Fallait-il renforcer le Pacte de stabilité et de croissance ?

par Jérôme Creel, Paul Hubert et Francesco Saraceno

 

La crise budgétaire européenne et l’exigence de réduire les niveaux de dette publique qui a suivie ont accéléré l’adoption d’une série de réformes des règles budgétaires européennes à la fin de l’année 2011. Deux règles ont été introduites afin de renforcer le pacte de stabilité et de croissance (PSC). Etant donné que de nombreux Etats membres de la zone euro ont des déficits structurels et des dettes publiques supérieurs aux seuils considérés, il nous a semblé intéressant d’évaluer les conséquences macroéconomiques du respect de ces règles budgétaires par 4 pays, dont la France. 

La limite actuelle de déficit public à 3% du PIB a été complétée par une limite sur le déficit structurel équivalant à 0,5% du PIB, et par une règle de réduction de la dette imposant aux pays fortement endettés de réduire chaque année leur taux d’endettement public d’1/20e de la différence vis-à-vis du niveau de référence de 60% du PIB. De plus, la limite de déficit structurel va au-delà de la règle des 3% car elle est associée à l’obligation d’incorporer une règle de budget équilibré et des mécanismes automatiques de retour à l’équilibre budgétaire dans la Constitution de chaque Etat membre de la zone euro. Par un malheureux abus de langage, elle est désormais souvent qualifiée de « règle d’or » [1]. Afin de distinguer la « règle d’or des finances publiques » appliquée par les régions françaises, les Länder allemands et, de 1997 à 2009, par le Royaume-Uni, nous qualifierons par la suite cette « règle de budget équilibré » de  « nouvelle règle d’or ».

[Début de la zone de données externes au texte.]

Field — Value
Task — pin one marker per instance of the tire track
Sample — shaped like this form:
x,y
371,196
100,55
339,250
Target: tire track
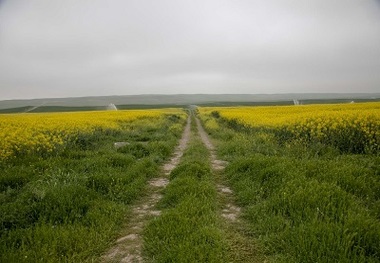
x,y
129,246
229,210
240,247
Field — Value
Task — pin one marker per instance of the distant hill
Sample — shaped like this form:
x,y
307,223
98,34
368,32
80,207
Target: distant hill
x,y
149,101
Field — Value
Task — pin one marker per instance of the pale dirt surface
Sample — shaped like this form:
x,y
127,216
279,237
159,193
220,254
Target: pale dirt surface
x,y
128,246
240,246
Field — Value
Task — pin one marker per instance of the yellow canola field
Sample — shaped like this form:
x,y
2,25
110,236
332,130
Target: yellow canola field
x,y
45,132
334,123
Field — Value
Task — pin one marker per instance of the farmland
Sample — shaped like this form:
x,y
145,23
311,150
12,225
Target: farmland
x,y
307,178
274,184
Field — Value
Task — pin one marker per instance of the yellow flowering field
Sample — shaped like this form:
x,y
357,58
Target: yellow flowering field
x,y
351,127
45,132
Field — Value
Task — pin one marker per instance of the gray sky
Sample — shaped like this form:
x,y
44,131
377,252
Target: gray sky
x,y
51,48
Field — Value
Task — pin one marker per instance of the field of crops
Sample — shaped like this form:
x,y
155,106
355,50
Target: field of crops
x,y
41,133
304,182
307,177
352,128
65,188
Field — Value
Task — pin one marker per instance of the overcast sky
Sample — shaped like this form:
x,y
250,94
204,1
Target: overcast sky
x,y
52,48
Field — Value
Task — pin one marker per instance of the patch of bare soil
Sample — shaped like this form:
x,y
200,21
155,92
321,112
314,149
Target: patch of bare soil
x,y
178,152
128,246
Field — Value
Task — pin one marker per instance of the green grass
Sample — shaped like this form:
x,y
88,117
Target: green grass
x,y
304,203
189,228
69,206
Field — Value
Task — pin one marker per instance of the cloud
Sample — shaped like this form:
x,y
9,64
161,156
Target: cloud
x,y
78,48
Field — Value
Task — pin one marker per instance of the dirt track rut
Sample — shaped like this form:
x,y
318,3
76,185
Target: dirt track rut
x,y
128,246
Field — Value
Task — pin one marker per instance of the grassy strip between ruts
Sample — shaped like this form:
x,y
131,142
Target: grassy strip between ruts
x,y
304,203
188,229
69,207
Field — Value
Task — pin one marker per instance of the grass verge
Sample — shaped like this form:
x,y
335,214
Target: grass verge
x,y
68,207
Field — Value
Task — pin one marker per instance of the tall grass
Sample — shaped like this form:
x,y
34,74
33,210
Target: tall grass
x,y
69,206
305,202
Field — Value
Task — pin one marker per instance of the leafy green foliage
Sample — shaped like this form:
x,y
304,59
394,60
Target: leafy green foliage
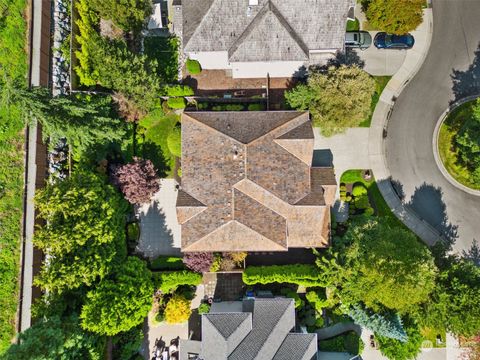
x,y
193,67
119,302
169,281
176,103
126,14
395,16
337,98
468,143
381,266
398,350
167,263
84,231
388,325
56,338
84,120
300,274
455,303
177,309
179,90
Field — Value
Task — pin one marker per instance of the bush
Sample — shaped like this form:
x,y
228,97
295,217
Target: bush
x,y
177,310
174,141
256,107
169,281
199,262
300,274
167,263
193,67
138,180
177,103
204,308
178,90
359,190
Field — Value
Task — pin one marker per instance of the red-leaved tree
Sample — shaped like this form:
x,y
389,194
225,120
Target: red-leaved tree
x,y
138,180
199,262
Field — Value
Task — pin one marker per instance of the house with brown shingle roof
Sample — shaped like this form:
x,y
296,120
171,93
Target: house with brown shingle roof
x,y
254,37
248,183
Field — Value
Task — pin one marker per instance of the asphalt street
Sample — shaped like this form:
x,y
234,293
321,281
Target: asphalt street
x,y
450,72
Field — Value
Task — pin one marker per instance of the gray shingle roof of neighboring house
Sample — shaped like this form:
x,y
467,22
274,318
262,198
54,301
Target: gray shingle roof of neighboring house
x,y
261,332
273,30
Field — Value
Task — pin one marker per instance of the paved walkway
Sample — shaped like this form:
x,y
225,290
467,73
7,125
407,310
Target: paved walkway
x,y
159,229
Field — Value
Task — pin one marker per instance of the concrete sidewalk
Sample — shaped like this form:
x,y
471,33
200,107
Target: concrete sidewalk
x,y
376,147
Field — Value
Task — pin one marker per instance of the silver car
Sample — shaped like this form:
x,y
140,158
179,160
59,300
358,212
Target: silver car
x,y
358,39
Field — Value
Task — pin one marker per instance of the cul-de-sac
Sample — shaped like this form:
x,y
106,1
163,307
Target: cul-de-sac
x,y
239,180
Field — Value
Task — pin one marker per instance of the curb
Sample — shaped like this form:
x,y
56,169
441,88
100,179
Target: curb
x,y
436,155
378,132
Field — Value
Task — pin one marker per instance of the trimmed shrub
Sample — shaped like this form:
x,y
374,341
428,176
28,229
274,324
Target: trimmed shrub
x,y
167,263
169,281
198,261
359,190
256,107
177,103
177,310
193,67
178,90
299,274
204,308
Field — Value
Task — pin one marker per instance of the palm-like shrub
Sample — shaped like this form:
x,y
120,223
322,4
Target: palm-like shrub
x,y
138,180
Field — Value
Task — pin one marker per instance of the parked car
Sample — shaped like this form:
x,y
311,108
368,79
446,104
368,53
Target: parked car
x,y
358,39
389,41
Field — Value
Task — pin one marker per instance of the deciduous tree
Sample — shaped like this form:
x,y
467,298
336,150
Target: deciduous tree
x,y
395,16
84,230
338,98
138,180
119,302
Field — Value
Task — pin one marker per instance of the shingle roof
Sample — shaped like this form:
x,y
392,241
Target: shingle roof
x,y
272,30
246,172
261,331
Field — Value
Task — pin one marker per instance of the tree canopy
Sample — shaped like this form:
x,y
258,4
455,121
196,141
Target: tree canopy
x,y
121,301
56,338
395,16
84,230
381,266
338,98
126,14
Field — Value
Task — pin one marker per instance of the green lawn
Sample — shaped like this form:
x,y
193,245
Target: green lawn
x,y
383,210
153,145
13,68
446,145
381,82
165,51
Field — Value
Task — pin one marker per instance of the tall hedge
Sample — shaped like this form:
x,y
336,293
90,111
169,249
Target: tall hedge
x,y
169,281
299,274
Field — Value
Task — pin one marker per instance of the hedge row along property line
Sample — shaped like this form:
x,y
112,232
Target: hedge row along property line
x,y
13,71
299,274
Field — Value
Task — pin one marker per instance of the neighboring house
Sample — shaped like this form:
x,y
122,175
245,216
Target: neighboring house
x,y
248,183
262,331
256,37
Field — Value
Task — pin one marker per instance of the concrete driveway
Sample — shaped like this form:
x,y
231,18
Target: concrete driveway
x,y
381,62
159,229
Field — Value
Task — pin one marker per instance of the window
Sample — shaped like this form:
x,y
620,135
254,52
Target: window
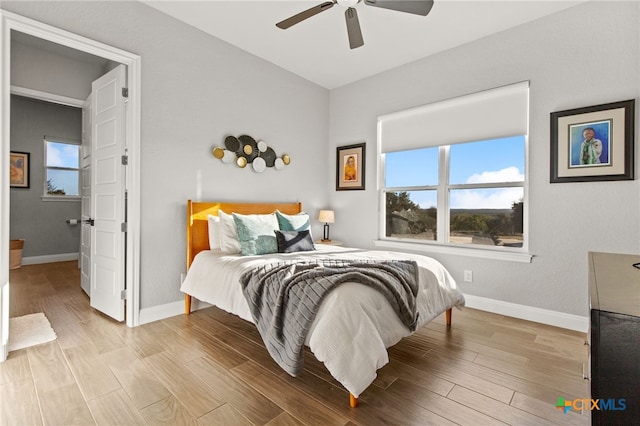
x,y
454,171
479,201
62,168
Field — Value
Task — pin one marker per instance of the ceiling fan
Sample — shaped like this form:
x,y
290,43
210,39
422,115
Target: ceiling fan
x,y
416,7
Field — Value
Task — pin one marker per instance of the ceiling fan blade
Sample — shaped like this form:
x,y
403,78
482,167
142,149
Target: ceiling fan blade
x,y
353,28
305,14
417,7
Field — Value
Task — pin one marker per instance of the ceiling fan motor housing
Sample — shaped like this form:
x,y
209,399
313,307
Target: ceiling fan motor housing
x,y
347,3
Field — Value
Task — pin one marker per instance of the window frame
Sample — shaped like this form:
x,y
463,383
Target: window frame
x,y
50,197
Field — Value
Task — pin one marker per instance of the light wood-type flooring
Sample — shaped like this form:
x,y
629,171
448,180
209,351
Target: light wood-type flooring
x,y
211,368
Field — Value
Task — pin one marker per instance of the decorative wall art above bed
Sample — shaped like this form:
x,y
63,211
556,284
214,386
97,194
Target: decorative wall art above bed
x,y
245,150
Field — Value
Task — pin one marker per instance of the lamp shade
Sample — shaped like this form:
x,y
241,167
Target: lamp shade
x,y
326,216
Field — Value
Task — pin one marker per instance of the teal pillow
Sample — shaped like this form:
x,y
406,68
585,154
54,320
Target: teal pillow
x,y
256,233
296,222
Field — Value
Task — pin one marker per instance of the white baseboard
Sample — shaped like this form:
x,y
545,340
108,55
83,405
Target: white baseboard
x,y
529,313
49,258
156,313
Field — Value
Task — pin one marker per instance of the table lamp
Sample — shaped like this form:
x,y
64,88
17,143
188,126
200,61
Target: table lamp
x,y
326,216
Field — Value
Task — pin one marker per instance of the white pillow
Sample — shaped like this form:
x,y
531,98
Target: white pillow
x,y
229,242
214,232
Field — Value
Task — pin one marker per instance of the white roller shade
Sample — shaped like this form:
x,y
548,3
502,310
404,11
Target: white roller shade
x,y
490,114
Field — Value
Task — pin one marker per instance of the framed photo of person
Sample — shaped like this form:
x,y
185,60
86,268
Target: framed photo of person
x,y
593,143
350,167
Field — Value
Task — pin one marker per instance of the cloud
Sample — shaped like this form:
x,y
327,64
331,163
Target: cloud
x,y
62,155
510,174
502,198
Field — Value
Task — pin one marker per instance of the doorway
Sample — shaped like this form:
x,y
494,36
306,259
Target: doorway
x,y
9,24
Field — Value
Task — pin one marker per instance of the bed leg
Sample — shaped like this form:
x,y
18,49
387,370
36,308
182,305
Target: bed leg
x,y
353,401
187,304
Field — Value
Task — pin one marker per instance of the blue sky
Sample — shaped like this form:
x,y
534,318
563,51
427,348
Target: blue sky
x,y
498,160
64,155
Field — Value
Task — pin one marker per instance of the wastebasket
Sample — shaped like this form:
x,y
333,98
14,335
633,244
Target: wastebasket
x,y
15,253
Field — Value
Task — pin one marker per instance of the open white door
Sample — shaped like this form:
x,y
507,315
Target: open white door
x,y
108,193
85,194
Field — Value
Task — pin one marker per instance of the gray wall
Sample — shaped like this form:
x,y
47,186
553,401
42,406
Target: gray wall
x,y
42,223
586,55
197,89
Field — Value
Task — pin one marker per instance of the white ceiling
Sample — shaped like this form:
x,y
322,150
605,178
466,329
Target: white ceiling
x,y
318,49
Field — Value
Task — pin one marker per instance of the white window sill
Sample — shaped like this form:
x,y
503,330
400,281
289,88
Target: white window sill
x,y
494,254
61,198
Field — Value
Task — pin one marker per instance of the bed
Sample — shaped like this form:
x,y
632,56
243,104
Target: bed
x,y
354,324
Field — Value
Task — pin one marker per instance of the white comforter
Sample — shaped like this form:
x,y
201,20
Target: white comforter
x,y
355,324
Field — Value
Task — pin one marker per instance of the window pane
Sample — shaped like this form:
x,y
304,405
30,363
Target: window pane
x,y
63,155
487,216
62,182
411,214
418,167
497,160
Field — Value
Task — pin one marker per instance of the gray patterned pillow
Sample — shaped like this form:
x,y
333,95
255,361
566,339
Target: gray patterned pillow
x,y
293,241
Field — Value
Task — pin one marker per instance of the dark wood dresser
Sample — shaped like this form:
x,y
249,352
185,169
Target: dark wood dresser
x,y
614,336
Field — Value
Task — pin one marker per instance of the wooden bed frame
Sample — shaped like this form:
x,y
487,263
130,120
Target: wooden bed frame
x,y
198,235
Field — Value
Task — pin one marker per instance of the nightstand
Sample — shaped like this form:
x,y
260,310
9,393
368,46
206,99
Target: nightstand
x,y
330,242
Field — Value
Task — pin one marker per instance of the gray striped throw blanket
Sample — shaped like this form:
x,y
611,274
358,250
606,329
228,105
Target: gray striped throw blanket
x,y
284,298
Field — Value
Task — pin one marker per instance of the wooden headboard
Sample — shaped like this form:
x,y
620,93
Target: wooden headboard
x,y
198,222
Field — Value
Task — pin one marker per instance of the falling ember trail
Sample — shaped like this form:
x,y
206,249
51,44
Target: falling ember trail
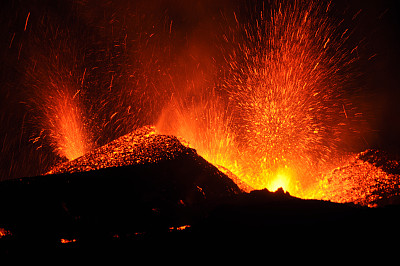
x,y
284,85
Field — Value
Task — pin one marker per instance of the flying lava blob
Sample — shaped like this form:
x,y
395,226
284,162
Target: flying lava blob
x,y
286,78
55,97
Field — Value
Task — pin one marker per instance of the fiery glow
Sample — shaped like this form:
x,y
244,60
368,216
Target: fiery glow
x,y
56,98
66,241
63,123
286,120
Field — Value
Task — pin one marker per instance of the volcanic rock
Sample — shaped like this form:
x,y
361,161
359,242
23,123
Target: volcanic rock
x,y
370,178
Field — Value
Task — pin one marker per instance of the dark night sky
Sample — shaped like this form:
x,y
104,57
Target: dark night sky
x,y
376,31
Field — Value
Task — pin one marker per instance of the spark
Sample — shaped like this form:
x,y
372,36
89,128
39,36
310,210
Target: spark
x,y
26,21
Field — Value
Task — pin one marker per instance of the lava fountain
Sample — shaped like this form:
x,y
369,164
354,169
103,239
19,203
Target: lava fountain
x,y
55,98
282,117
286,83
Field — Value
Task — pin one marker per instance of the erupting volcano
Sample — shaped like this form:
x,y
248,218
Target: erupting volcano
x,y
184,117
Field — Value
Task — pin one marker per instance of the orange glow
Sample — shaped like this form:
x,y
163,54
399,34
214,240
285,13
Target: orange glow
x,y
4,232
285,108
179,228
66,241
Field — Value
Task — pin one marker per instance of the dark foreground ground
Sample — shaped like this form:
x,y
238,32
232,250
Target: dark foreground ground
x,y
184,200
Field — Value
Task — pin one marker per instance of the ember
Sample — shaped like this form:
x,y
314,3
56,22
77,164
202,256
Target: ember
x,y
267,97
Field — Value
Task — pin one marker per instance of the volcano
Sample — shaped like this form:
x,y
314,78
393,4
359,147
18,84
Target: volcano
x,y
144,187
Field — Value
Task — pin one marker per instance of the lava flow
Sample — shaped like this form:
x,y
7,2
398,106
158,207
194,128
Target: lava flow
x,y
285,119
276,112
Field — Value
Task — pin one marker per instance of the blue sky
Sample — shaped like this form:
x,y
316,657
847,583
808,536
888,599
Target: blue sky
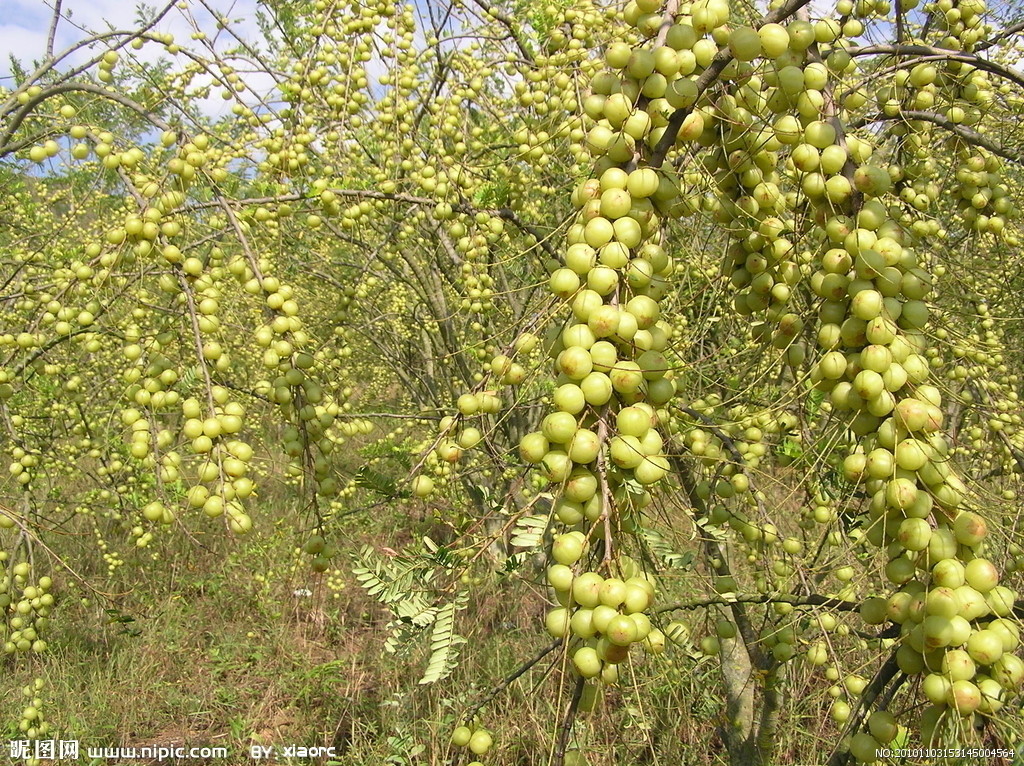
x,y
25,25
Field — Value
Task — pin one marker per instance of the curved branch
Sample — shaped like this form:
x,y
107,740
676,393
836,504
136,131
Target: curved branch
x,y
6,147
972,136
951,55
708,77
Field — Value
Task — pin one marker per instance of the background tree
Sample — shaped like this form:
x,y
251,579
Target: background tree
x,y
712,304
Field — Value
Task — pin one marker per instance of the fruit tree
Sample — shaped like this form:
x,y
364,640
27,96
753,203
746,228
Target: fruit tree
x,y
701,316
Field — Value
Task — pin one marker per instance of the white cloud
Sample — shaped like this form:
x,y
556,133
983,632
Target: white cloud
x,y
25,25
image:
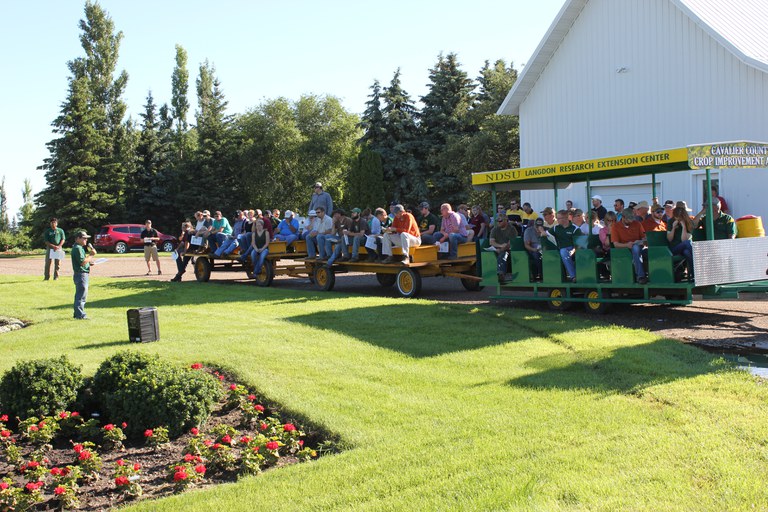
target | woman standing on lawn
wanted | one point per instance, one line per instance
(260, 245)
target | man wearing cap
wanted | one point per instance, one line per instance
(428, 224)
(533, 246)
(404, 233)
(356, 234)
(452, 230)
(597, 206)
(54, 239)
(627, 233)
(501, 240)
(288, 229)
(320, 199)
(81, 266)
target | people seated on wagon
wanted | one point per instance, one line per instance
(288, 229)
(323, 225)
(428, 224)
(627, 233)
(679, 234)
(404, 233)
(501, 241)
(723, 224)
(452, 230)
(356, 234)
(655, 222)
(532, 244)
(564, 234)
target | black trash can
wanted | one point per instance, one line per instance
(143, 325)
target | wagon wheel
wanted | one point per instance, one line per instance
(264, 278)
(597, 308)
(554, 303)
(324, 278)
(408, 283)
(386, 279)
(202, 269)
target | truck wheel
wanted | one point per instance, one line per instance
(202, 269)
(408, 283)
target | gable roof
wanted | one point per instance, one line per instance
(738, 25)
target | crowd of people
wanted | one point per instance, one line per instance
(624, 227)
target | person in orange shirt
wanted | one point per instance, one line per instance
(628, 233)
(656, 221)
(404, 232)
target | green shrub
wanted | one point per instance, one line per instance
(115, 372)
(41, 387)
(162, 394)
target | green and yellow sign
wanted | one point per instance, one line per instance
(728, 155)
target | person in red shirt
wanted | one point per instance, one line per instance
(404, 232)
(629, 234)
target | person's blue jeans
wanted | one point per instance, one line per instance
(637, 261)
(258, 260)
(685, 249)
(288, 239)
(570, 266)
(454, 239)
(81, 293)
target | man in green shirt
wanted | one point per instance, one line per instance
(81, 266)
(54, 239)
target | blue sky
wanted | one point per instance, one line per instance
(260, 50)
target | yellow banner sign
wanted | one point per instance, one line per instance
(728, 155)
(557, 171)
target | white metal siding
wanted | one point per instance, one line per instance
(681, 87)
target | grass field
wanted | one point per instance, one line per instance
(440, 407)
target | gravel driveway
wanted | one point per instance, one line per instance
(732, 324)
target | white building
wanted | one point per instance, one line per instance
(615, 77)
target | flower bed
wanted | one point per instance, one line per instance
(65, 462)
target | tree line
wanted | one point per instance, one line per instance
(171, 162)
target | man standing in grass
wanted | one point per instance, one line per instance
(54, 239)
(81, 265)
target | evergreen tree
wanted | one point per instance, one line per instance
(443, 120)
(85, 169)
(399, 145)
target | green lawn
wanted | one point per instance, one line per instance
(441, 407)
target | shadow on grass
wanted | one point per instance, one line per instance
(626, 370)
(425, 330)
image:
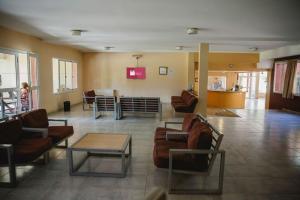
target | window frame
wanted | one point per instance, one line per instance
(64, 90)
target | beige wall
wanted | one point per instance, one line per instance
(232, 61)
(108, 70)
(15, 40)
(231, 77)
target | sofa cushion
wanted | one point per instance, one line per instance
(30, 149)
(180, 161)
(35, 119)
(190, 101)
(10, 131)
(160, 134)
(186, 96)
(161, 152)
(91, 94)
(59, 133)
(200, 136)
(188, 121)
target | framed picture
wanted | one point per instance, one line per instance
(163, 70)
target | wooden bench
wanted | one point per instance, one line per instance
(140, 105)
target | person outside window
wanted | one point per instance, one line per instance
(25, 96)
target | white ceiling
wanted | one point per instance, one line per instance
(157, 25)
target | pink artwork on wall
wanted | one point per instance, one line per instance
(136, 72)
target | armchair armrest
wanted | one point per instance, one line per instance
(194, 151)
(59, 120)
(42, 131)
(10, 151)
(176, 135)
(6, 146)
(166, 123)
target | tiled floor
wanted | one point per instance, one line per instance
(262, 160)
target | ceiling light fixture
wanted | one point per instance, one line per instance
(108, 48)
(78, 32)
(192, 30)
(179, 47)
(253, 48)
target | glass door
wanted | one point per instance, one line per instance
(33, 81)
(8, 83)
(247, 81)
(19, 86)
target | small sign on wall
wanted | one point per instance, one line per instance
(163, 70)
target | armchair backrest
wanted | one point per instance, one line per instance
(35, 119)
(188, 120)
(88, 96)
(217, 138)
(10, 131)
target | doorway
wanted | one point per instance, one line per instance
(16, 68)
(255, 86)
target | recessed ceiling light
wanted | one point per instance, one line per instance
(78, 32)
(179, 47)
(108, 48)
(192, 30)
(253, 48)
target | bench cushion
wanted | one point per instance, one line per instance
(180, 161)
(28, 150)
(35, 119)
(200, 136)
(188, 121)
(10, 132)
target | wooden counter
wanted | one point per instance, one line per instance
(225, 99)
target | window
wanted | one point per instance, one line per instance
(279, 75)
(296, 86)
(64, 75)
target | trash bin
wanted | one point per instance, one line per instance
(67, 106)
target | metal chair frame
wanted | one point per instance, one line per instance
(213, 153)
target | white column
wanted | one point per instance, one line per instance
(203, 76)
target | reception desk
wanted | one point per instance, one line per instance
(226, 99)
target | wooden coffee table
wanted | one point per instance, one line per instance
(101, 144)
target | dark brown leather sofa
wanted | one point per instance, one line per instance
(198, 137)
(185, 103)
(88, 98)
(19, 147)
(38, 119)
(186, 125)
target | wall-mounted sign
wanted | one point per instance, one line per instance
(163, 70)
(136, 72)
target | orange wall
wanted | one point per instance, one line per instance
(240, 61)
(231, 77)
(108, 70)
(18, 41)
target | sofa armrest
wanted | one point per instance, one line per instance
(175, 135)
(194, 151)
(59, 120)
(166, 123)
(6, 146)
(42, 131)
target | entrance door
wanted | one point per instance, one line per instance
(248, 83)
(33, 81)
(8, 83)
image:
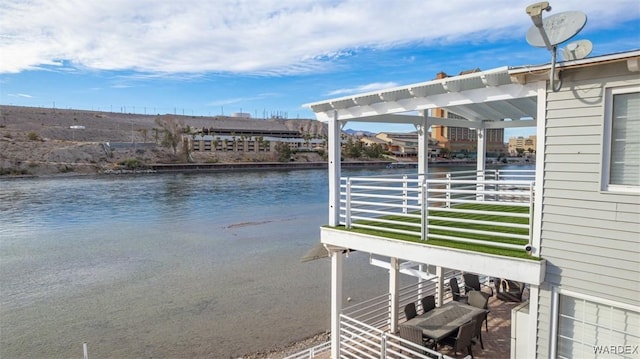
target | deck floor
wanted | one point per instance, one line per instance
(497, 341)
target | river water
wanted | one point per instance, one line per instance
(167, 266)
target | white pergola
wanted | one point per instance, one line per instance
(499, 98)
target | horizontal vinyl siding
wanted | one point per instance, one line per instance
(544, 322)
(590, 238)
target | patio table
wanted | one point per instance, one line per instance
(439, 322)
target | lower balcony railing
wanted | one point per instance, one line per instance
(464, 207)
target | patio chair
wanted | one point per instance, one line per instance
(428, 303)
(478, 300)
(455, 291)
(462, 340)
(410, 311)
(477, 329)
(508, 290)
(414, 335)
(472, 282)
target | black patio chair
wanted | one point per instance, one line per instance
(410, 311)
(455, 291)
(462, 340)
(472, 282)
(477, 329)
(478, 300)
(414, 335)
(428, 303)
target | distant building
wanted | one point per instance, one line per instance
(457, 139)
(402, 144)
(528, 144)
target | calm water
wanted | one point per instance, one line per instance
(168, 266)
(165, 266)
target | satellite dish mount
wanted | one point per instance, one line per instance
(553, 30)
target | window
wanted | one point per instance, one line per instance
(589, 329)
(622, 140)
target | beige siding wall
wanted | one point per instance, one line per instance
(590, 238)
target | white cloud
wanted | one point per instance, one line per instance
(262, 36)
(363, 88)
(231, 101)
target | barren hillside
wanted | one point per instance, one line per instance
(46, 141)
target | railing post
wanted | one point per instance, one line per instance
(424, 229)
(448, 192)
(496, 177)
(531, 214)
(404, 194)
(347, 210)
(394, 290)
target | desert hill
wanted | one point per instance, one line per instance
(46, 141)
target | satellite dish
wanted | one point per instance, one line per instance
(558, 28)
(577, 50)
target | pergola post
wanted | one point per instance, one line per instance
(481, 154)
(439, 285)
(334, 170)
(423, 146)
(336, 301)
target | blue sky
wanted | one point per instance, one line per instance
(197, 57)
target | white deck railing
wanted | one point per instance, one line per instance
(407, 204)
(365, 326)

Du fait de la crise financière internationale qui sévit depuis 2007, les Etats de la zone euro sont souvent loin de satisfaire aux exigences des nouvelles règles en vigueur. Cela pose donc la question des conséquences que le respect de ces règles imposerait à ces Etats.  Pour ce faire, nous avons choisi d’étudier les trajectoires de convergence aux différentes règles de quatre pays, représentatifs de la zone euro, à l’aide d’un modèle théorique standard.

Nous avons choisi un grand pays avec un niveau moyen d’endettement public (France), un petit pays avec une dette un peu plus élevée (Belgique), un grand pays avec une dette élevée (Italie) et un petit pays avec une dette comparativement assez faible (Pays-Bas). La taille des pays, grande ou petite, est associée à la taille de leur multiplicateur budgétaire, l’effet des dépenses publiques sur la croissance : les grands pays moins ouverts que les petits pays au commerce international ont un effet multiplicateur plus important que les petits pays. Les quatre pays diffèrent également en fonction de la taille et du signe de leur solde primaire structurel en 2010 : la France et les Pays-Bas ont un déficit, alors que la Belgique et l’Italie dégagent un excédent.

Dans le modèle, l’évolution du déficit public est contracyclique et l’impact d’une hausse du déficit public sur le PIB est positif, mais un endettement excessif augmente la prime de risque sur les taux d’intérêt de long terme payés pour financer cette dette, ce qui nuit in fine à l’efficacité de la politique budgétaire.

Les règles que nous simulons sont : (a) l’équilibre (à 0,5% du PIB) du budget ou «nouvelle règle d’or» ; (b) la règle de 5% par an de réduction de la dette ; (c) le plafond de 3% de déficit total (statu quo). Nous évaluons également : (d) l’effet de l’adoption d’une règle d’investissement dans la veine de la règle d’or des finances publiques qui, de façon générale, impose l’équilibre budgétaire au cours du cycle pour les dépenses courantes, tout en permettant de financer l’investissement public par la dette.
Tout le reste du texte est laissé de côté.